Profit and loss statement: A financial statement
that shows a historical record of a business' income and expenses.
Promissory note: A written promise to pay
a specified amount to a specified party over a certain period of
time.
Real property: Real estate.
Replevin: A legal proceeding in court to seize
property (other than real estate) given as security for a debt that
is in default.
Reserve: An amount a funding source holds
in its account to cover potential payment defaults. After a certain
time period has passed, the funding source rebates the reserve to
the client less any fees or charges for delinquency. Also called
a bad debt reserve.
Satisfaction: The discharge of an obligation
by paying a party what is due (i.e., the satisfaction of an IRS
lien or the satisfaction of a mortgage).
Seasoning: The length of time payments have
been made on a note or other debt instrument.
Secondary market: The marketplace where individuals
and businesses can sell privately held income streams to funding
sources for cash.
Securitization: The bundling and resale of
debt instruments to investors; permitted only for parties licensed
and regulated by the SEC.
Security interest: An interest in property,
other than real estate, which is given as security for a debt or
other obligation. A security interest is created by execution of
a security agreement and one or more financing statements under
the Uniform Commercial Code.
Seller: The person or company that is holding
a debt instrument and wants to sell it.
Servicing: The collection of payments of interest
and principal, and trust fund items such as fire insurance, taxes,
etc., on a note by the borrower in accordance with the terms of
the note. Servicing by the lender also consists of operational procedures
covering accounting, bookkeeping, insurance, tax records, loan payment
follow-up, delinquent loan follow-up and loan analysis.
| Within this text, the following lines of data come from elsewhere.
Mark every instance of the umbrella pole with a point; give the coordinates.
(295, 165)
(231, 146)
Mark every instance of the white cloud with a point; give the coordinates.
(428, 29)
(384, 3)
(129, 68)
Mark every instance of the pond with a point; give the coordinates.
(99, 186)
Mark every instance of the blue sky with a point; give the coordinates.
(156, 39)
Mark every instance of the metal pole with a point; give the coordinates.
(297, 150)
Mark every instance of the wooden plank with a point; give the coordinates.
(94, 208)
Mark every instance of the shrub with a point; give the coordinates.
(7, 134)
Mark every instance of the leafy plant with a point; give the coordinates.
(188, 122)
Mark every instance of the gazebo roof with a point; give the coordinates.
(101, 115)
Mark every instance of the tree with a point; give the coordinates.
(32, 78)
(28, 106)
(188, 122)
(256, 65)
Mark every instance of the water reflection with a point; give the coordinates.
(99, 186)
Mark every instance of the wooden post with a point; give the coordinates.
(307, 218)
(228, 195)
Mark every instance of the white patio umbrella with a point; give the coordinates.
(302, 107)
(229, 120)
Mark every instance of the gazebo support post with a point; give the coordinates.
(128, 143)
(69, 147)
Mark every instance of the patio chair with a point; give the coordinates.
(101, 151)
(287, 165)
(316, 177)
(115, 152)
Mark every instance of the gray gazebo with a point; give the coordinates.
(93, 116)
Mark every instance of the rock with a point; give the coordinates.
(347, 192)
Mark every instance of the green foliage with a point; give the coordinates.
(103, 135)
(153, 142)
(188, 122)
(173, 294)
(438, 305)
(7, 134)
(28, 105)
Sole proprietorship: A business owned and
operated by an individual.
Subordination:The act of a creditor acknowledging
in writing that a debt due him or her by a debtor shall be inferior
to the debt due another creditor by the same debtor.
Tail: The payment stream and/or balloon payment
of an income stream subsequent to another party's right and interest
in the income stream. Usually the back half of the payment stream
when another party has purchased the front half.
Tangible personal property: Personal property
other than real estate, such as cars, boats, or other assets.
Time value of money: Concept that addresses
the way the value of money changes over a period of time.
Title commitment: A commitment on the part
of the insurer, once a title search has been conducted, to provide
the proposed insured with a title insurance policy upon closing.
Title insurance: Title insurance can benefit
either the payer or the payee. Should the beneficiary suffer any
damages due to clouded or false title to real estate, title insurance
recompenses the damaged party to the extent of the damages.
Title policy: An insurance policy that insures
a party against loss due to a defective title.
Trial balance printout: A spreadsheet that
lists all loans in a portfolio and their payment schedule. Usually
required for a portfolio transaction.
Uniform Commercial Code (UCC): Standardized
set of guidelines protected by law that set down how business transactions
must be conducted.
Unseasoned: A lease or note that has had few,
if any, payments made.
Viatical: The nature of viatical settlements
is the assignment (transfer of life insurance benefits)and sale
of a death benefit. In the beginning, viatical settlements were
used primarily as a financial option for AIDS patients with a clearly
terminal illness, who were unable to obtain the resources they need
at a critical time, Eventually, victims of other terminal illnesses
such as cancer and lukemia recognized the advantages of viating
their life insurance policies to pay for current expenses.